Trex quarterly loss balloons to $100 million

August 16, 2000

The wheels have started coming off at Trex Medical. Sales of imaging equipment dived 28% in the third quarter (end July 1). Revenue was $45 million compared to $63 million in the same quarter of 1999. Most spectacular was a net loss of $100 million

The wheels have started coming off at Trex Medical. Sales of imaging equipment dived 28% in the third quarter (end July 1).

Revenue was $45 million compared to $63 million in the same quarter of 1999. Most spectacular was a net loss of $100 million compared with a loss of $14 million in the third quarter last year. Restructuring and related charges accounted for more than $95 million.

“Given the continued decline in Trex Medical’s performance and the planned sale of its individual operating units, during the quarter we wrote down the company’s principal businesses to their estimated disposal value through noncash restructuring charges,” said William J. Webb, Trex Medical’s CEO.

About $65 million of that write-down was attributed to “goodwill impairment.” Another $20 million in write-downs was assigned to inventory, $3 million to property, plant, and equipment, and about $7 million to deferred tax assessments.
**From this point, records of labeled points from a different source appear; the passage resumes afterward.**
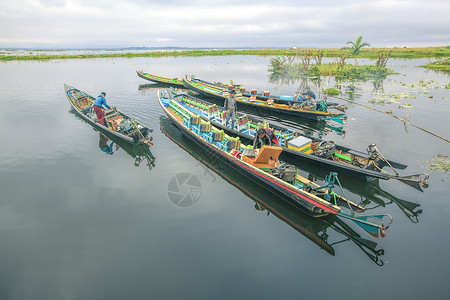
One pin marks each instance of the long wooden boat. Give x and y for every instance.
(316, 230)
(212, 90)
(266, 95)
(175, 82)
(119, 124)
(265, 169)
(327, 154)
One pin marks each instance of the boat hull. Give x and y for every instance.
(263, 108)
(290, 194)
(94, 123)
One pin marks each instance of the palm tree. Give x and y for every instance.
(356, 46)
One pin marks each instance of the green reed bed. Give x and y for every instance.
(430, 52)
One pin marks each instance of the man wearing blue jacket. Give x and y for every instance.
(98, 108)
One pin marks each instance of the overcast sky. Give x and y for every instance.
(231, 23)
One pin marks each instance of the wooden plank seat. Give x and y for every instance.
(266, 157)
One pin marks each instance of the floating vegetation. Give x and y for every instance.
(440, 64)
(332, 92)
(375, 53)
(440, 163)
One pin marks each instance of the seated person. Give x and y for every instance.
(266, 137)
(309, 103)
(304, 96)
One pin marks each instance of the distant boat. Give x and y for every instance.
(118, 123)
(316, 230)
(266, 95)
(334, 157)
(215, 91)
(264, 169)
(175, 82)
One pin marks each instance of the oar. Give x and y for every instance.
(373, 229)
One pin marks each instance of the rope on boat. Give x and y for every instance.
(392, 115)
Another $1 million was recorded for restructuring.

“The reevaluation of assets establishes a basis that is more consistent with the probable net proceeds from the future sale of the company’s operating units,” Webb said.

He refused to elaborate further, citing legal concerns with the Securities and Exchange Commission related to the impending sale of the company.

Since early 2000, when parent ThermoElectron announced its intent to dispose of Trex Medical, executives at the company have been seeking a buyer.

None has yet been found. As a result, the three principal operating units within Trex Medical will be sold individually, according to Webb.

The buyers of these units will have their hands full trying to reverse the downward sales spiral. Webb attributed the nearly $20 million quarterly drop in sales to decreases in the sale of mammography systems and cardiac cath labs.

Uncertainty about the company’s future was the reason Webb cited for the drop in demand for Trex’s cardiac cath labs. This uncertainty was also partially responsible for reduced mammography sales.

Another contributor to the drop in mammography demand, he said, was a surge in sales the previous year to hospitals and clinics that were upgrading mammography systems to become compliant with the guidelines established by the Mammography Quality Standards Act.

“Though we are still experiencing losses, we are right-sizing the operation to volume expectations,” Webb said. “While Trex Medical has experienced more than its share of change over the last year, we will continue to take the appropriate management actions necessary to control costs and make every effort to align with potential buyers.”